World without end, amen. I used to think that I was born too late. I longed for the 60s and the movements and the feeling that I could be part of something beyond myself that would change the world. My parents are old hippies who never really gave up on the vision that they could live a little bit differently than their parents had.
I don’t feel that way anymore.
Maybe it’s growing up; maybe it was realizing that world is still in need of perfecting, that I can devote my life to trying to make it better. With God, every life is a chance to make the world new, to try to get it right. With zie, (so I use gender-neutral pronouns for God, did zie not create men and women and everyone else in zie’s own image?) we live with the promise and reality of eternity. That means that nothing ever really ends, and we still have the chance (and the duty) to make things as right as we can.

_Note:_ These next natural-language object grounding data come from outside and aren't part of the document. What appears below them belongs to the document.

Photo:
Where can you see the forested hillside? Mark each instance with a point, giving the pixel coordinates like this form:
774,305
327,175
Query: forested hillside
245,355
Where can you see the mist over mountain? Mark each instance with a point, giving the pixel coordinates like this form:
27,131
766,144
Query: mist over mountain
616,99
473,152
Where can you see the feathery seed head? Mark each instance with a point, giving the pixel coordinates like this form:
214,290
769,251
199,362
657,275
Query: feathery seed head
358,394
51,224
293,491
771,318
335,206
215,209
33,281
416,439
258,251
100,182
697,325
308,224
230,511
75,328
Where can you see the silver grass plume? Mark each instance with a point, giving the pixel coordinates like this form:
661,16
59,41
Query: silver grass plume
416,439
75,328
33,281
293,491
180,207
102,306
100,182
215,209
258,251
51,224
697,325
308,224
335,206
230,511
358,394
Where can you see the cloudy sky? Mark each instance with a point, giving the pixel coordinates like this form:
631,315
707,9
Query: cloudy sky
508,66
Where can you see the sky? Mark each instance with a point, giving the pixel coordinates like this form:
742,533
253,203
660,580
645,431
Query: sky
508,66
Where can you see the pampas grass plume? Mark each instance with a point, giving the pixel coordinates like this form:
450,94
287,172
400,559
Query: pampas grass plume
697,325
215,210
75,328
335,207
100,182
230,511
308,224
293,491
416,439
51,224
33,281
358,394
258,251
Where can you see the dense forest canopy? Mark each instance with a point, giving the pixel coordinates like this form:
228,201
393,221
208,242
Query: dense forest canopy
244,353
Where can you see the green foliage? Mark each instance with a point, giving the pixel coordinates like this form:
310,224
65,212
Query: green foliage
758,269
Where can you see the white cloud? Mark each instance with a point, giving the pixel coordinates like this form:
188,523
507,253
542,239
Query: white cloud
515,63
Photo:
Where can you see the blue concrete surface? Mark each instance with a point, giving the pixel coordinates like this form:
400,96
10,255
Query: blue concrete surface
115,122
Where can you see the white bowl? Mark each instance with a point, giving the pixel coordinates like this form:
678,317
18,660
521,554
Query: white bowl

We still have the chance to create the best world that we can for ourselves and those we love and those we hate.
We have the beautiful, wonderful, indescribably good chance to love. To love not just ourselves and our friends and those we choose to make family, but to love those who need it, even if they don’t love us back. For me, the way to return the love that God has given me is to try to give it out to as many people in as many ways as I can. I don’t mean that there’s not lots of people that I don’t like, don’t understand, and agree with. I mean that I try to do what I can with what I’ve been given. To say yes to opportunities to give a little more.
And it’s hard. It’s so hard.
But I believe this is what God calls us to do. I truly, deeply, with my whole heart believe that our God loves us. Sin is choosing to rebuke that love and do things that hurt others. I believe in a God that I want to please because I love zie as zie loves me. I’m not afraid of Hell or damnation for breaking rules. I’d be afraid of not starting fires.